Il y a une vraie différence entre vouloir éviter la propagation des germes (via les « gestes barrières ») et les éradiquer (en nettoyant constamment chaque surface par exemple). La façon dont l’homme doit gérer son rapport aux micro-organismes repose sur un subtil équilibre. En un siècle l’espérance de vie humaine a augmenté de trente ans, grâce à l’hygiène, aux antibiotiques… et au réfrigérateur qui a permis une meilleure conservation des aliments. Mais dans le même temps, on a vu une explosion des maladies chroniques ou auto-immunes : selon moi, c’est parce que l’on est sans doute allé un peu trop loin dans l’hygiénisme. Avoir un microbiote en bonne santé, diversifié, abondant, est le premier rempart contre les infections, avant même le système immunitaire. Le microbiote joue notamment un rôle fondamental dans l’établissement et l’éducation du système immunitaire de l’enfant, au cours des trois premières années de sa vie.
C’est aussi un appel à investir dans ce champ, appel que vient appuyer la création de l’Alliance Promotion Microbiote, dont Seventure est membre. Quels sont ses objectifs ?

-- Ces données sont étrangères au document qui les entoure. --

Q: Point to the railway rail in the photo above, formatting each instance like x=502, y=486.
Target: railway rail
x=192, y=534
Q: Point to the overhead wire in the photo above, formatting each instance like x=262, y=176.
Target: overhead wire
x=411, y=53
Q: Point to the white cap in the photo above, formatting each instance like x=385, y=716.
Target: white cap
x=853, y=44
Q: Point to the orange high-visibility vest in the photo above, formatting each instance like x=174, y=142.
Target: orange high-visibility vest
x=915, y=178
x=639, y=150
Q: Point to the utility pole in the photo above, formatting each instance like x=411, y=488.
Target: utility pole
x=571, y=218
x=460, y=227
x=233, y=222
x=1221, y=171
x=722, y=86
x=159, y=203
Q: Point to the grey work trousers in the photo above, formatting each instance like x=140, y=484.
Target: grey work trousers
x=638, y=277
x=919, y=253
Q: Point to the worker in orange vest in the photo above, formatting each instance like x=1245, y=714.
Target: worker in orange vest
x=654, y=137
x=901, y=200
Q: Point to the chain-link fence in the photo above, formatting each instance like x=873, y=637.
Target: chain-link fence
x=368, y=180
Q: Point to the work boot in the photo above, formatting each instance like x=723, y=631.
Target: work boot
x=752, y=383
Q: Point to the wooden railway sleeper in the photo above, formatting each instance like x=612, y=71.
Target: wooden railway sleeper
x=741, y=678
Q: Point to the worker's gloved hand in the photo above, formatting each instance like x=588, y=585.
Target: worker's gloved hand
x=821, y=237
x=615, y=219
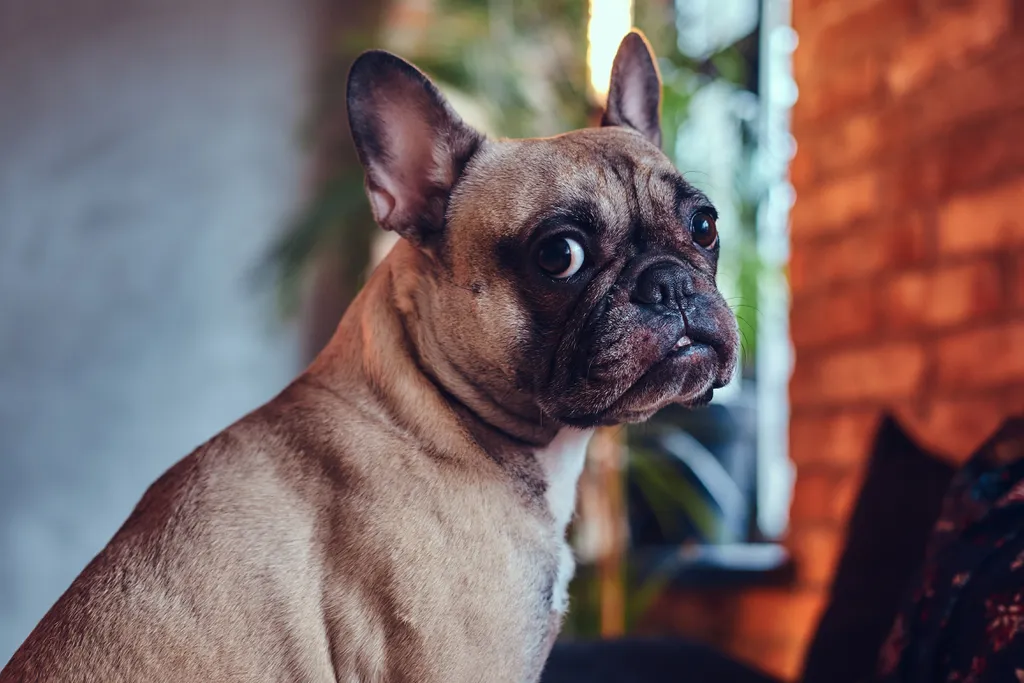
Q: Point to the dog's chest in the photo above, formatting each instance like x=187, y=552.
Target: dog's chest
x=561, y=462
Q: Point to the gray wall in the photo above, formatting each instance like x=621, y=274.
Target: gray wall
x=147, y=157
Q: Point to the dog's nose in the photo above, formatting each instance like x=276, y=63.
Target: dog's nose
x=664, y=285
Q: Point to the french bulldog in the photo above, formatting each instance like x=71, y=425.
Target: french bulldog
x=398, y=512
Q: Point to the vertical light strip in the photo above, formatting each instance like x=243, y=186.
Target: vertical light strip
x=609, y=20
x=774, y=361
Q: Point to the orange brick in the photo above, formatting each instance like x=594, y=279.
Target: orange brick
x=943, y=297
x=839, y=90
x=976, y=92
x=879, y=374
x=948, y=40
x=778, y=614
x=836, y=205
x=841, y=439
x=815, y=552
x=832, y=316
x=953, y=428
x=848, y=142
x=782, y=659
x=985, y=220
x=859, y=253
x=802, y=171
x=987, y=357
x=823, y=498
x=1018, y=281
x=862, y=28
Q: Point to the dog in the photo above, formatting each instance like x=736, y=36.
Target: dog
x=398, y=512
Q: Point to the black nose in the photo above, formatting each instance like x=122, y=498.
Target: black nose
x=664, y=284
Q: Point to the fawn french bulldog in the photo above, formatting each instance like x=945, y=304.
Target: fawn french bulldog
x=398, y=512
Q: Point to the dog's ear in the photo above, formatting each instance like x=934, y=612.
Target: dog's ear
x=635, y=92
x=412, y=144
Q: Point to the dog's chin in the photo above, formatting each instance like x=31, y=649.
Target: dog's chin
x=688, y=378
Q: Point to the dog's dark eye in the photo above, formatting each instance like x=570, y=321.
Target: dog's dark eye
x=704, y=229
x=560, y=257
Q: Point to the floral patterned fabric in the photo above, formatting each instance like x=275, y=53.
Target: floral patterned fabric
x=965, y=621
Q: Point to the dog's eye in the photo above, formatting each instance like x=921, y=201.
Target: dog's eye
x=704, y=229
x=560, y=257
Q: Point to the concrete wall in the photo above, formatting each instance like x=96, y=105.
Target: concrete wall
x=147, y=157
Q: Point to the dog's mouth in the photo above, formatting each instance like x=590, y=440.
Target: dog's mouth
x=687, y=373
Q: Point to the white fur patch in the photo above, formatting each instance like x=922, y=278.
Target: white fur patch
x=562, y=462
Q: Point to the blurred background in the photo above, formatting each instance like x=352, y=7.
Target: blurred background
x=182, y=223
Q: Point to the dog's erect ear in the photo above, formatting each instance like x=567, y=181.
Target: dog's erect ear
x=635, y=92
x=412, y=143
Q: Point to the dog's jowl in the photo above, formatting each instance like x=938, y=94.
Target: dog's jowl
x=398, y=512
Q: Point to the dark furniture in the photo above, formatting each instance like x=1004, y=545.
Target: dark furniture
x=897, y=506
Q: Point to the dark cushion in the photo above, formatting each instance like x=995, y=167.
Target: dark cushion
x=644, y=662
x=898, y=505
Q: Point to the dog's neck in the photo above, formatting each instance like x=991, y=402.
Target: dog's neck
x=391, y=349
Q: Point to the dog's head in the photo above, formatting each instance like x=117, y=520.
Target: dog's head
x=577, y=270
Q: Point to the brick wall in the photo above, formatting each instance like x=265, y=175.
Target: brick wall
x=907, y=270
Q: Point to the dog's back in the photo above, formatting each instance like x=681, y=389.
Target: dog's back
x=270, y=554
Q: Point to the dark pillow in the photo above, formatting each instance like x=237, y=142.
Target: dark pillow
x=898, y=505
x=644, y=662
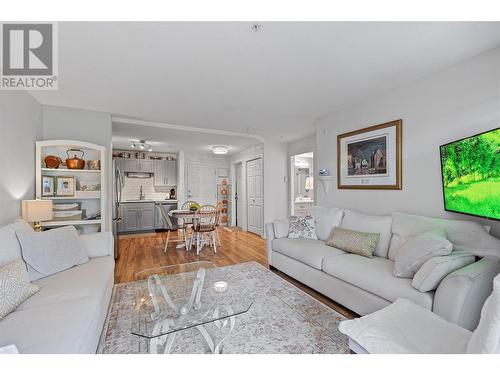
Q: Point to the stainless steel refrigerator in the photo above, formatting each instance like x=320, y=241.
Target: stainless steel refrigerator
x=118, y=181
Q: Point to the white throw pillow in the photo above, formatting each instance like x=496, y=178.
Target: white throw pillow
x=325, y=219
x=9, y=245
x=418, y=250
x=52, y=251
x=15, y=286
x=486, y=337
x=371, y=224
x=430, y=275
x=302, y=227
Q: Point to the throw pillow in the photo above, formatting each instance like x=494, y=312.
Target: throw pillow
x=302, y=227
x=15, y=286
x=9, y=245
x=360, y=243
x=52, y=251
x=418, y=250
x=430, y=275
x=372, y=224
x=325, y=219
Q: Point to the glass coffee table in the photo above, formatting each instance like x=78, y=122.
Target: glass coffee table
x=175, y=298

Seventure en est en effet le seul membre investisseur, aux côtés de PME (dont certaines que nous soutenons) mais aussi d’infrastructures nationales comme l’INRAe (Institut national de recherche pour l’agriculture, l’alimentation et l’environnement), Lyonbiopôle ou l’institut Bioaster. L’idée est d’unir nos forces pour mieux faire connaître ce domaine et ses enjeux spécifiques, comme la production de solutions thérapeutiques à base d’organismes vivants, avec parfois des défis technologiques majeurs à résoudre (par exemple la culture de bactéries anaérobies), le recueil et la conservation des échantillons, le statut réglementaire des microorganismes suivant qu’ils sont propres à l’Homme ou communs à d’autres espèces… Surtout, nous voulons attirer l’attention des pouvoirs publics sur ce secteur en France ! Les Etats-Unis ont compris de longue date tout le potentiel et les moyens sont mis, les sociétés cotées au Nasdaq sont extrêmement bien valorisées. La France, elle, s’est fait distancer : il faut réveiller les décideurs, leur faire prendre conscience qu’avec nos instituts de recherche et notre écosystème d’entreprises, nous avons tous les atouts pour redevenir un leader mondial. Nous demandons juste un petit coup de pouce : par exemple faciliter le dialogue entre les sociétés et les autorités de santé, et que le microbiome fasse partie des thèmes d’innovations vers lesquels sont fléchées les subventions.
Propos recueillis par Julie Wierzbicki
(1) Le microbiote humain désigne l’ensemble des microorganismes qui colonisent le corps humain ; le microbiome est le génome du microbiote.
(2) Le rapport « The Covid-19 pandemic and the human microbiome » est disponible sur demande auprès de son auteur via LinkedIn.